The mechanisms linking EDS to future CVD events remained unclear as EDS may be due to a number of underlying causes e.g. obesity, depression, cognitive impairment, and chronic diseases and CVD. [20], [21] EDS is also frequently associated with sleep-disordered breathing (SDB). A large community-based cohort of adults over 40 showed that severe OSAS increased the risk of both fatal and nonfatal CVD over 10 years of follow-up [22] but this result was not observed in a population of subjects aged over 70. [23] Another longitudinal study in elderly reported an increased risk of all-cause mortality in subjects with both SDB and EDS but without association for subjects with SDB without EDS, and EDS without SDB. [24] In the absence of polysomnography assessment, we clinically defined persons potentially “at risk of OSAS” based on obesity, frequent EDS and loud snoring. We failed to observe an association with future CVD events although it should be acknowledged that obesity and loud snoring constitute less powerful predictors of OSAS in elderly. [25] The mechanisms that link EDS to CVD events may involve an activation of the hypothalamic-pituitary-adrenal axis and the sympathetic nervous system with an increased level of circulating catecholamines. Potential sympathetic over-activity during sleep in subjects with EDS may limit the physiological drop in nocturnal blood pressure during sleep (nondipping pattern), favoring the subsequent occurrence of diurnal hypertension oxidative stress, endothelial dysfunction, systemic inflammation and subsequent CVD events. Interactions between hypertension and EDS for future CVD events were thus suspected, but our sensitivity analysis does not support this hypothesis. The presence of subclinical atherosclerosis may also contribute to our results; however the association between frequent EDS and CVD events was only slightly decreased after adjusting for the presence of carotid plaques.

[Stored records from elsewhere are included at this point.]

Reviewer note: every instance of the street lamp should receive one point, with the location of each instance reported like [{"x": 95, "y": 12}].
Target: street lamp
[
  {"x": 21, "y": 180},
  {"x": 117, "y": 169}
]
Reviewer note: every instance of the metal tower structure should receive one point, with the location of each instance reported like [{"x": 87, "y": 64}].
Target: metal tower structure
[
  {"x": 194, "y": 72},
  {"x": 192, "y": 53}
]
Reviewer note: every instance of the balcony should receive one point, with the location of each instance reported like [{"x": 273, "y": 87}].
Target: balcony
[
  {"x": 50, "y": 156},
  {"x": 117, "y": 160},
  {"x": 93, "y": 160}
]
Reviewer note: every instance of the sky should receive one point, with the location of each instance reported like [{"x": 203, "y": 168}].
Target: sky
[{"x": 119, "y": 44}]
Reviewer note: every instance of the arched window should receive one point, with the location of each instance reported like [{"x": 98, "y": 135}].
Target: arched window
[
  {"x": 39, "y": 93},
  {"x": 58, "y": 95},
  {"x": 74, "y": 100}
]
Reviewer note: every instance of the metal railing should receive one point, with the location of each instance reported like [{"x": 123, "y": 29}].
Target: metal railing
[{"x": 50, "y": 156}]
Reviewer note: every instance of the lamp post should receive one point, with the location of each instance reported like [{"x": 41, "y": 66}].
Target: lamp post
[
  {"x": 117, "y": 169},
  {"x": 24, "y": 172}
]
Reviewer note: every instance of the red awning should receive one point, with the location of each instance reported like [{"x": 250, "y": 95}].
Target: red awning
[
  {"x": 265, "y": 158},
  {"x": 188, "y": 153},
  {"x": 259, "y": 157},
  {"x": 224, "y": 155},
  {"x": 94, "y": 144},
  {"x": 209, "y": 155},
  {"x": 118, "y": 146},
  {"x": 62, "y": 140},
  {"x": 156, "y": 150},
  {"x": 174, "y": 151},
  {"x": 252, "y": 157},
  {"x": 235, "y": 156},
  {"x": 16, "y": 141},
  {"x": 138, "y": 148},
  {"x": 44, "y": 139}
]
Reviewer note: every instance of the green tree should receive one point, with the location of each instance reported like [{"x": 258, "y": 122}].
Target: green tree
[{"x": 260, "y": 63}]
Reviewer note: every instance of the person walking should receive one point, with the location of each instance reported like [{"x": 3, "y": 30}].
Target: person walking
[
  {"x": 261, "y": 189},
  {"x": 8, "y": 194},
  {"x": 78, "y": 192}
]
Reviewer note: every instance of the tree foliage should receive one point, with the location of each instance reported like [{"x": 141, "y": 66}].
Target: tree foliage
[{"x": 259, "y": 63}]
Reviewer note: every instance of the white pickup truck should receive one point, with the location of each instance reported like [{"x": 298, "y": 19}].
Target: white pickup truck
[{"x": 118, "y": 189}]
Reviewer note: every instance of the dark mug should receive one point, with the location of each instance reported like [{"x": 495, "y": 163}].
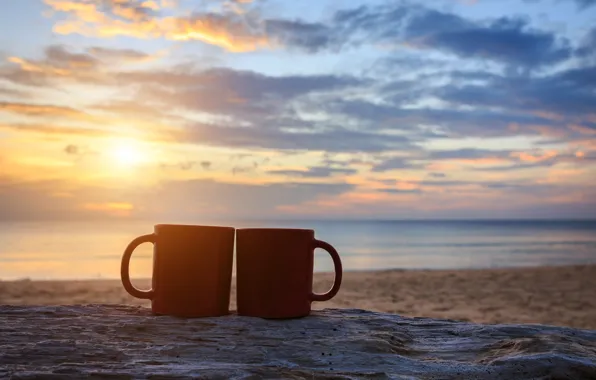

Study Limitations and Strengths

The present study has some limitations. Excluded subjects were older and with more chronic diseases. The prevalence of sleep complaints may be thus underestimated in our population with consequences on the associations between sleep disturbances (especially insomnia symptoms) and CVD events being finally potentially underestimated. Exposure variables including past-history of CVD were self-reported. Sleep complaints were only assessed once at baseline, excluding the possibility of assessing the evolution of sleep complaints over time and their association with CVD events. The presence of sleep apnea was not evaluated, thus the confounding effect of an underlying OSAS cannot be excluded, although our analyses were adjusted for snoring and BMI. Unfortunately, sleep duration and sleep deprivation were not available for this study and the report of sleep complaints in number of days affected per week was not possible. The Epworth sleepiness scale (ESS) which provides a measurement of the subject’s general level of daytime sleepiness [26] was used in one of the three study centers only (Montpellier). Of the Montpellier sample, only 27.8% of participants who declared having frequently or often EDS had an ESS score greater than 10. However, to our knowledge, the ESS scale and its pathological cut-off have never been validated in the elderly population specifically.

The present study also benefits from several strengths, notably sample size, adjustment for a large number of potential confounders including socio-demographic and lifestyle factors, depression and sleep medication. CVD events were defined according to standardized criteria and clinical verification sought from medical records. We were able to assess associations with multiple CVD end points including CHD vs. stroke, and fatal vs. non fatal events.

Conclusions

In contrast to insomnia complaints, self-reported frequent EDS increased the risk for first and recurrent CVD events in the elderly. As EDS and insomnia complaints were largely reported in subjects with a past-history of CVD, we suggest that insomnia complaints are probably a consequence of CVD, whereas EDS is more likely to be a risk factor of CVD per se. With regard to the potential clinical utility of our observations, we would suggest that EDS may constitute a warning sign of increased risk of CVD in the elderly.